Les époux [C] seront déboutés du surplus, non justifié, de leur demande indemnitaire formée au titre du préjudice moral.
III – Sur les autres demandes :
S’agissant d’une assignation délivrée postérieurement au 1er janvier 2020 (II de l’article 55 du décret n° 2019-1333 du 11 décembre 2019), l’exécution provisoire est de droit, à moins que la décision rendue n’en dispose autrement, en application des dispositions de l’article 514 du code de procédure civile.
Aucun élément ne justifie en l’espèce que l’exécution provisoire, qui est compatible avec la nature de la présente affaire, soit écartée, conformément à l’article 514-1 du code de procédure civile.
Le syndicat des copropriétaires de l’immeuble sis [Adresse 5] à [Localité 14], qui succombe, sera condamné aux entiers dépens ainsi qu’au paiement de la somme globale de 3.600,00 € aux époux [C] sur le fondement des dispositions de l’article 700 du code de procédure civile.
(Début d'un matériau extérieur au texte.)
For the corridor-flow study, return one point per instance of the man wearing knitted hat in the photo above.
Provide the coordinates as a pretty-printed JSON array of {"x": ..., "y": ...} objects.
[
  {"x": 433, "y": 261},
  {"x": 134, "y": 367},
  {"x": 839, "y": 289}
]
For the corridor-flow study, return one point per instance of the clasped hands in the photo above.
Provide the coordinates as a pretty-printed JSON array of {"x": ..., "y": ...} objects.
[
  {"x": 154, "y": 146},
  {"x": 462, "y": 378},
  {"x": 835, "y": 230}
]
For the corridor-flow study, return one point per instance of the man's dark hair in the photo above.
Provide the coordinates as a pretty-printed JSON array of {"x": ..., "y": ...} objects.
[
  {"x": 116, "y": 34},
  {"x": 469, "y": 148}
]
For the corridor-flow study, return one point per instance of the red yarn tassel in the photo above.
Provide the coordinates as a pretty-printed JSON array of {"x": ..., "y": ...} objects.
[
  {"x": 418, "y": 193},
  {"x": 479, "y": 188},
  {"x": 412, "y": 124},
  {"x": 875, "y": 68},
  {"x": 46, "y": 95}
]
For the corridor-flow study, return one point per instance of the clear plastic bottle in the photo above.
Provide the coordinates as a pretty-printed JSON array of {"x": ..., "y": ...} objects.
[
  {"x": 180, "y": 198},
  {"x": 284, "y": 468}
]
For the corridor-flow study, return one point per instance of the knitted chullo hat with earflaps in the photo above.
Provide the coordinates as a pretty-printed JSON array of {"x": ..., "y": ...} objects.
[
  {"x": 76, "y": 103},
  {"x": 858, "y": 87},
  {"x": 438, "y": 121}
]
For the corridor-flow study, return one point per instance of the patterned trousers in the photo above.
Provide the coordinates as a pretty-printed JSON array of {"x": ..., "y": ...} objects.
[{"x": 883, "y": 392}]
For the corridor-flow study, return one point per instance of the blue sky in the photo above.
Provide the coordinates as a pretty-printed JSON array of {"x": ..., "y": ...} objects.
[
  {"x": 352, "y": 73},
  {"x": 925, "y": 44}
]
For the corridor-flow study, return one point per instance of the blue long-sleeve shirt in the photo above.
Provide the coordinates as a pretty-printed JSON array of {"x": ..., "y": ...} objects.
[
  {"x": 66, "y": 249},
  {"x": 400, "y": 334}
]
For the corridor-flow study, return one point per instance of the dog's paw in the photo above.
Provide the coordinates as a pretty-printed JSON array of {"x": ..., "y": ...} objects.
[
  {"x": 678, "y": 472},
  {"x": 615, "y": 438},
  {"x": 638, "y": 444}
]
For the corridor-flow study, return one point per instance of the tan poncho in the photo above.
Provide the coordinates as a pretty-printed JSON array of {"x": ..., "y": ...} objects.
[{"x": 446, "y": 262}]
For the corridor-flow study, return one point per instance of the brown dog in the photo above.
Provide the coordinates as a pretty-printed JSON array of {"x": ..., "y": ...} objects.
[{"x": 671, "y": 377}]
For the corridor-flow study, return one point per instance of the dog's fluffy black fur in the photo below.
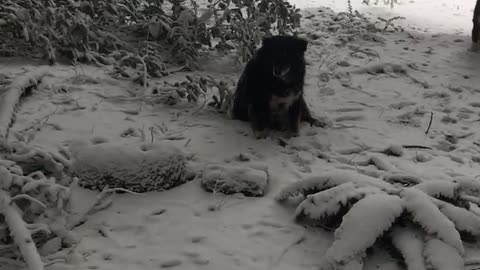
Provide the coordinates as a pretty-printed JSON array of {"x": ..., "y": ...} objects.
[
  {"x": 270, "y": 91},
  {"x": 476, "y": 26}
]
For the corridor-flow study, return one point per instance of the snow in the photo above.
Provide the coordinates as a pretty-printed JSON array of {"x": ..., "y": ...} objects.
[
  {"x": 410, "y": 243},
  {"x": 361, "y": 226},
  {"x": 176, "y": 228},
  {"x": 439, "y": 255},
  {"x": 230, "y": 179},
  {"x": 430, "y": 218},
  {"x": 329, "y": 202},
  {"x": 328, "y": 180},
  {"x": 138, "y": 167}
]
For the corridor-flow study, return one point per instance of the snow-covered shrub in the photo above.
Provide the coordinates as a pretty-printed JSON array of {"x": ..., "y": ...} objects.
[
  {"x": 227, "y": 179},
  {"x": 136, "y": 167},
  {"x": 425, "y": 222},
  {"x": 32, "y": 215}
]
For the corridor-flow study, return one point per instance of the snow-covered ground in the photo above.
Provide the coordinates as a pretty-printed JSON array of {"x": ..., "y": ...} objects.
[{"x": 428, "y": 72}]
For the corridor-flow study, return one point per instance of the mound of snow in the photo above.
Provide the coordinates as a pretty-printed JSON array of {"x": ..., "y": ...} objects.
[
  {"x": 361, "y": 226},
  {"x": 136, "y": 167},
  {"x": 228, "y": 179}
]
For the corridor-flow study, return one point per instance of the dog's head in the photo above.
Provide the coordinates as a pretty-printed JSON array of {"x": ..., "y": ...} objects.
[{"x": 286, "y": 56}]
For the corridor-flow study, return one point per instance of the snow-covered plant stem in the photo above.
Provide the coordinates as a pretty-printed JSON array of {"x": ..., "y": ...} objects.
[{"x": 19, "y": 231}]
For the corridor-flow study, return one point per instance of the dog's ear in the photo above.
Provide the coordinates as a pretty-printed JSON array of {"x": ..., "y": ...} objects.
[
  {"x": 267, "y": 41},
  {"x": 302, "y": 44}
]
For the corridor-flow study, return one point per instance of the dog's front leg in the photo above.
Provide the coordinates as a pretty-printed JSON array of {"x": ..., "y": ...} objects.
[{"x": 260, "y": 120}]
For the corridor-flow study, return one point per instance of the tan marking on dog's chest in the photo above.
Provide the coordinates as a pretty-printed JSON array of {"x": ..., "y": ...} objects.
[{"x": 282, "y": 103}]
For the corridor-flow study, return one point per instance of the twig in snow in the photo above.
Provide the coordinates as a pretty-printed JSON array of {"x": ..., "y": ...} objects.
[
  {"x": 26, "y": 197},
  {"x": 103, "y": 201},
  {"x": 430, "y": 123},
  {"x": 416, "y": 147},
  {"x": 19, "y": 231}
]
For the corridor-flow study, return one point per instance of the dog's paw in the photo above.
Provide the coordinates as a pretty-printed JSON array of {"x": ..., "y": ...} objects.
[
  {"x": 292, "y": 134},
  {"x": 320, "y": 122},
  {"x": 475, "y": 47},
  {"x": 261, "y": 134}
]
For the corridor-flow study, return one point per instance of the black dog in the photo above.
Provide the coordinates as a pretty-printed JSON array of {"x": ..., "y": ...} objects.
[
  {"x": 476, "y": 27},
  {"x": 270, "y": 91}
]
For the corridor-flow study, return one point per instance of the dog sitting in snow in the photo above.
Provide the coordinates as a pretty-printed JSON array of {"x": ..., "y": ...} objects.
[
  {"x": 476, "y": 27},
  {"x": 269, "y": 93}
]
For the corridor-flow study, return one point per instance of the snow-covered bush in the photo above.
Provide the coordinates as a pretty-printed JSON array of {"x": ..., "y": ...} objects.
[
  {"x": 227, "y": 179},
  {"x": 425, "y": 222},
  {"x": 32, "y": 215},
  {"x": 136, "y": 167}
]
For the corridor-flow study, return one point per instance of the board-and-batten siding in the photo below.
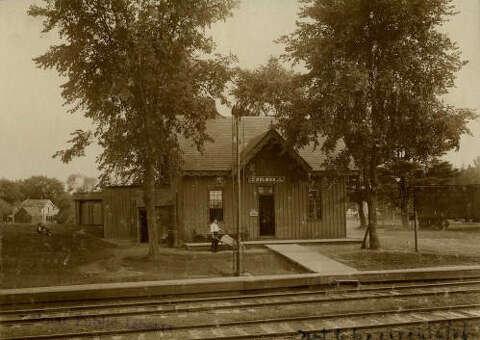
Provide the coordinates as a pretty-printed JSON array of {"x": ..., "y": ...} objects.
[
  {"x": 195, "y": 204},
  {"x": 290, "y": 199},
  {"x": 120, "y": 212}
]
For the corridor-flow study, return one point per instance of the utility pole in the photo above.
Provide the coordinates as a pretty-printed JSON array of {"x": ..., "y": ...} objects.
[{"x": 239, "y": 196}]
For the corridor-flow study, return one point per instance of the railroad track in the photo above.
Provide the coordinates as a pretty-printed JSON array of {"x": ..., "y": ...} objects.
[{"x": 191, "y": 318}]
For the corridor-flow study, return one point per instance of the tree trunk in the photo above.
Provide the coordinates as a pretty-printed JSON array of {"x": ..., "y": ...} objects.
[
  {"x": 373, "y": 202},
  {"x": 404, "y": 199},
  {"x": 149, "y": 198},
  {"x": 361, "y": 214}
]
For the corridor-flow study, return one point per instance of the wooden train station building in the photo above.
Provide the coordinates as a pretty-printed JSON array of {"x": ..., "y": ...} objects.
[{"x": 284, "y": 192}]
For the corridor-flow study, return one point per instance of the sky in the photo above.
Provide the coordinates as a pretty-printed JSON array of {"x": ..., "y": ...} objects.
[{"x": 34, "y": 124}]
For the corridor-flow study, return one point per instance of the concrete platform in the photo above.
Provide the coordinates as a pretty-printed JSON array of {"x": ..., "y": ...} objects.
[
  {"x": 311, "y": 260},
  {"x": 224, "y": 284},
  {"x": 202, "y": 245}
]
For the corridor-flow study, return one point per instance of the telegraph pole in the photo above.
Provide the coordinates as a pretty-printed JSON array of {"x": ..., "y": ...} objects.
[{"x": 239, "y": 196}]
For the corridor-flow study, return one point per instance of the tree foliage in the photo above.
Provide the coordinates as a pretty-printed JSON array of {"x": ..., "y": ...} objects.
[
  {"x": 145, "y": 72},
  {"x": 266, "y": 90},
  {"x": 376, "y": 73},
  {"x": 470, "y": 174}
]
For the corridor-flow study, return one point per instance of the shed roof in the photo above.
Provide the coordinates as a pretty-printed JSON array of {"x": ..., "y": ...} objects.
[{"x": 217, "y": 155}]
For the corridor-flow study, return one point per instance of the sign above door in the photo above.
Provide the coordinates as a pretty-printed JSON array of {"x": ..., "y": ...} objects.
[{"x": 266, "y": 179}]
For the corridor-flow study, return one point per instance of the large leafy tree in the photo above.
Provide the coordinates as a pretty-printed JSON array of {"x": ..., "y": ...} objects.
[
  {"x": 145, "y": 72},
  {"x": 376, "y": 73},
  {"x": 265, "y": 91}
]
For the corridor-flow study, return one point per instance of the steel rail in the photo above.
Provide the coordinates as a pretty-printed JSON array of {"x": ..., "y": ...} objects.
[
  {"x": 233, "y": 297},
  {"x": 267, "y": 321}
]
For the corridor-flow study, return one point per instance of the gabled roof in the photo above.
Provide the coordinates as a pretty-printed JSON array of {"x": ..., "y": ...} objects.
[
  {"x": 218, "y": 155},
  {"x": 257, "y": 144},
  {"x": 29, "y": 202}
]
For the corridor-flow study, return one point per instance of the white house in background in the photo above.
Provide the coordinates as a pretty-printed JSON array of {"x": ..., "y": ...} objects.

Les parties seront déboutées de leurs autres demandes plus amples ou contraires.
PAR CES MOTIFS
Le Tribunal, statuant par jugement contradictoire, mis à disposition au greffe et en premier ressort,
Rectifie l’erreur matérielle affectant le procès-verbal de l’assemblée générale ordinaire de l’immeuble sis [Adresse 4] à [Localité 14] en date du 24 mai 2023 (page 8) en ce qui concerne la résolution n° 16 (Présence d’une climatisation dans la courette intérieure du bâtiment A : Décision à prendre), en remplaçant la mention : « Cette résolution est adoptée dans les conditions de la majorité de l’Article 24 » par la mention : « Cette résolution est rejetée dans les conditions de majorité de l’Article 24 »,
Annule la résolution n° 18 de l’assemblée générale ordinaire de l’immeuble sis [Adresse 1] à [Localité 14] en date du 24 mai 2023,
Condamne le syndicat des copropriétaires de l’immeuble sis [Adresse 1] à [Localité 14] à payer à Monsieur [E] [C] et Madame [G] [B] [V], épouse [C], la somme globale de 800,00 € à titre de dommages et intérêts en réparation de leur préjudice moral,
Déboute Monsieur [E] [C] et Madame [G] [B] [V], épouse [C], du surplus de leur demande indemnitaire formée au titre du préjudice moral,
Condamne le syndicat des copropriétaires de l’immeuble sis [Adresse 1] à [Localité 14] aux entiers dépens,
Condamne le syndicat des copropriétaires de l’immeuble sis [Adresse 1] à [Localité 14] à payer à Monsieur [E] [C] et Madame [G] [B] [V], épouse [C], la somme globale de 3.600,00 € sur le fondement des dispositions de l’article 700 du code de procédure civile,
Rappelle que l’exécution provisoire du présent jugement est de droit,
Déboute les parties de leurs autres demandes.